The malware was able to retrieve communications and some location data from infected devices, intelligence that would have likely been used to strike against the artillery in support of pro-Russian separatists fighting in eastern Ukraine, the report from cyber security firm CrowdStrike found.

Cybersecurity experts detect Russia

The findings are the latest to support a growing view among Western security officials and cybersecurity researchers that Russian President Vladimir Putin has increasingly relied on hacking to exert influence and attack geopolitical foes.

The hacking group, known commonly as Fancy Bear or APT 28, is believed by U.S. intelligence officials to work primarily on behalf of the GRU, Russia’s military intelligence agency.

Both the CIA and FBI believe that Fancy Bear and other Russian hackers were responsible for hacks during the election that were intended to help President-elect Donald Trump defeat Hillary Clinton, according to two senior government officials.

Russia has repeatedly denied hacking accusations, and Trump has also dismissed the assessments of the U.S. intelligence community.
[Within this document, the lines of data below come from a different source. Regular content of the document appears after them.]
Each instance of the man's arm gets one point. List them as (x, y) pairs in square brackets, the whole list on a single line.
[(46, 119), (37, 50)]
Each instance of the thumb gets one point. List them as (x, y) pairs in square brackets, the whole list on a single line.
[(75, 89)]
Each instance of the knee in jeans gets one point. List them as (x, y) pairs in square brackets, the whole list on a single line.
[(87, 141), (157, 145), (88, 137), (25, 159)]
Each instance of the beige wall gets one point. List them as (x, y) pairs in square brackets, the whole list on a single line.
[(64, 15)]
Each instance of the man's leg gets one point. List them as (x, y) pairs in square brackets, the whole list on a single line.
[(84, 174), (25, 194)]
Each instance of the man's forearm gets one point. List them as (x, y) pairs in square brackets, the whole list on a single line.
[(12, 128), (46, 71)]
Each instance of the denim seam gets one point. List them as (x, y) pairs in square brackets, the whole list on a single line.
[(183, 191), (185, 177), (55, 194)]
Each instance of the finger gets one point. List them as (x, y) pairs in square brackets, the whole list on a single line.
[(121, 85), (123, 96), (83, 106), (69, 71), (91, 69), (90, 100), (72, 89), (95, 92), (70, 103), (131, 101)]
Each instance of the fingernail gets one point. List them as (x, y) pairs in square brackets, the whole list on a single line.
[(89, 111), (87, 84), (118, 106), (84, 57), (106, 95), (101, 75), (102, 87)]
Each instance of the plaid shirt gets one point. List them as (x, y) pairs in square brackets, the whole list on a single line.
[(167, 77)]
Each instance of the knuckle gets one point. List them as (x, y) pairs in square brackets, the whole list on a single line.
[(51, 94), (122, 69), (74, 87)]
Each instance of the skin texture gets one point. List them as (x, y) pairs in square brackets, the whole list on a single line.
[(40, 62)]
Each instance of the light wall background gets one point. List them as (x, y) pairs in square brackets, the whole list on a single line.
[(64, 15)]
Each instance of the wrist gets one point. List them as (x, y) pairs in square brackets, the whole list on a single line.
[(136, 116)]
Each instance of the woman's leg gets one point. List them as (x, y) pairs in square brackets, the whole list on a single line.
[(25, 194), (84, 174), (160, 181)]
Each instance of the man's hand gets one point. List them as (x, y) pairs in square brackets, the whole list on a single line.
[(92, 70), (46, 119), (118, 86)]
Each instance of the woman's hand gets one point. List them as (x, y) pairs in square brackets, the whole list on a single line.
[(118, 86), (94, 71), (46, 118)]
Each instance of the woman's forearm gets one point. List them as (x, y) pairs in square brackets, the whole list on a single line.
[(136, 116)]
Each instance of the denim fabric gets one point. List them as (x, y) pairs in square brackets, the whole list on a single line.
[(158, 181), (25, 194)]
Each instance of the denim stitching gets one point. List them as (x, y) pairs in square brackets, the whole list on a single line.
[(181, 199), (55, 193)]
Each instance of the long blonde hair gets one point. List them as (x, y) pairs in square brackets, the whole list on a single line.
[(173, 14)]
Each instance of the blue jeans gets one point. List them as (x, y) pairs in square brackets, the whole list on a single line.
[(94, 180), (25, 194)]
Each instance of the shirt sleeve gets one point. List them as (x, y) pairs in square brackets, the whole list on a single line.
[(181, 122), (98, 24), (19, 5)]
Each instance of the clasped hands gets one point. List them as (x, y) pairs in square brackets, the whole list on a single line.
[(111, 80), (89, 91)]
Malware similar to DNC hack

The malware used to track Ukrainian artillery units was a variant of the kind used to hack into the Democratic National Committee, CrowdStrike co-founder Dmitri Alperovitch said in an interview. That link, in addition to the high rate of losses sustained by the type of Ukrainian artillery units targeted by hackers, creates high confidence that Fancy Bear was responsible for the implant, he said.

“This cannot be a hands-off group or a bunch of criminals, they need to be in close communication with the Russian military,” Alperovitch said.

The implant leveraged a legitimate Android application developed by a Ukrainian artillery officer to process targeting data more quickly, CrowdStrike said.

Its deployment “extends Russian cyber capabilities to the front lines of the battlefield,” the report said, and “could have facilitated anticipatory awareness of Ukrainian artillery force troop movement, thus providing Russian forces with useful strategic planning information.”

Downloads of the legitimate app were promoted on pages used by Ukrainian artillery on vKontakte, a Russian social media website, CrowdStrike said. There is no evidence the application was made available in the Android app store, limiting its distribution, the firm said.

The implant used on the legitimate app appears to be the first observed case of Fancy Bear malware used on the Android platform, according to the report.